Cost of y bananas of the second lot in this case will be equal to Rs. y.
So, the total cost of all the bananas in this case will be equal to the sum of the cost of bananas of each lot.
So, according to the question
\[\dfrac{{2x}}{3}\] + y = 400
Now taking LCM on the LHS of the above equation and then cross multiplying the above equation. We get,
2x + 3y = 1200 ---- (1)
Now in another case Vijay sold the bananas of the first lot at a rate of Rs. 1 per banana and the bananas of the second lot at a rate of Rs. 4 for 5 bananas.
And the cost of x bananas of first lot in this case will be equal to Rs. x
So, the cost of one banana of the second lot in this case will be equal to Rs. \[\dfrac{4}{5}\].
And the cost of my bananas of the second lot in this case will be equal to Rs. \[\dfrac{{4y}}{5}\].
So, the total cost of all the bananas in this case will be equal to the sum of the cost of bananas of each lot.
So, according to the question
\[x + \dfrac{{4y}}{5} = 460\]
Now taking LCM on the LHS of the above equation and then cross multiplying the above equation. We get,
5x + 4y = 2300 ---- (2)
Now we have to solve equation 1 and equation 2, to find the value of x and y.
Now for solving equation 1 and equation 2.
Multiply both sides of the equation 1 by 5 and both sides of the equation 2 by 2. And then subtracting equation 2 from 1. We get,
10x + 15y – 10x – 8y = 6000 – 4600
7y = 1400
Now dividing both sides of the above equation by 7. We get,
y = 200
Now putting the value of y in equation 1. We get,
2x + 600 = 1200
2x = 600
On dividing both sides of the above equation by 2. We get,
x = 300
So, the total number of bananas will be equal to x + y = 300 + 200 = 500.

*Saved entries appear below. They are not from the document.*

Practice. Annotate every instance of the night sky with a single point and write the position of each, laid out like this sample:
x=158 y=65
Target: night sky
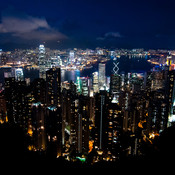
x=87 y=24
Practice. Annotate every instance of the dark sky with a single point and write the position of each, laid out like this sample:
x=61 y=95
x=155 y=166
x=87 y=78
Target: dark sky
x=87 y=23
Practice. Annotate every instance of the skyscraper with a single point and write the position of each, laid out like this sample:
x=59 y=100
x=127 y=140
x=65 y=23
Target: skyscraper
x=95 y=82
x=102 y=75
x=42 y=62
x=53 y=87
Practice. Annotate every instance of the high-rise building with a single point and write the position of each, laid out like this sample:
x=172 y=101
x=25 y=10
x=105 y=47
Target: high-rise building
x=102 y=75
x=53 y=87
x=85 y=86
x=42 y=62
x=71 y=57
x=95 y=82
x=19 y=75
x=38 y=127
x=54 y=131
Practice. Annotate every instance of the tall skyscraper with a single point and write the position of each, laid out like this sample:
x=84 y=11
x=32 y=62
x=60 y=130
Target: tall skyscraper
x=53 y=87
x=95 y=82
x=42 y=62
x=71 y=57
x=102 y=75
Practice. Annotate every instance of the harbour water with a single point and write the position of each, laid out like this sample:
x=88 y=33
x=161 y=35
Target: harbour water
x=126 y=64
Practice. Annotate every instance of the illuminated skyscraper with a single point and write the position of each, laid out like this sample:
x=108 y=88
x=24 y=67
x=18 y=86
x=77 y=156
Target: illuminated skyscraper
x=71 y=57
x=19 y=76
x=42 y=62
x=53 y=87
x=102 y=75
x=95 y=82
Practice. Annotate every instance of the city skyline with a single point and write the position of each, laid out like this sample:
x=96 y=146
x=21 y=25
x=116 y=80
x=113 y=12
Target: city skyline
x=87 y=24
x=87 y=83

Hence, the correct option will be B.

Note: Whenever we come up with this type of problem then first we have to assume the number of both of the lots equal to x and y. After that we will find the cost of each banana of both the lots in each case. And then we will find the cost of x bananas of the first lot and the cost of y bananas of the second lot in both cases. After that we had to form two equations using the cost of all of the bananas given in each of the cases. On solving these two equations we will get the value of x and y. And the total number of bananas will be equal to x + y. We can solve these equations using the substitution method as well.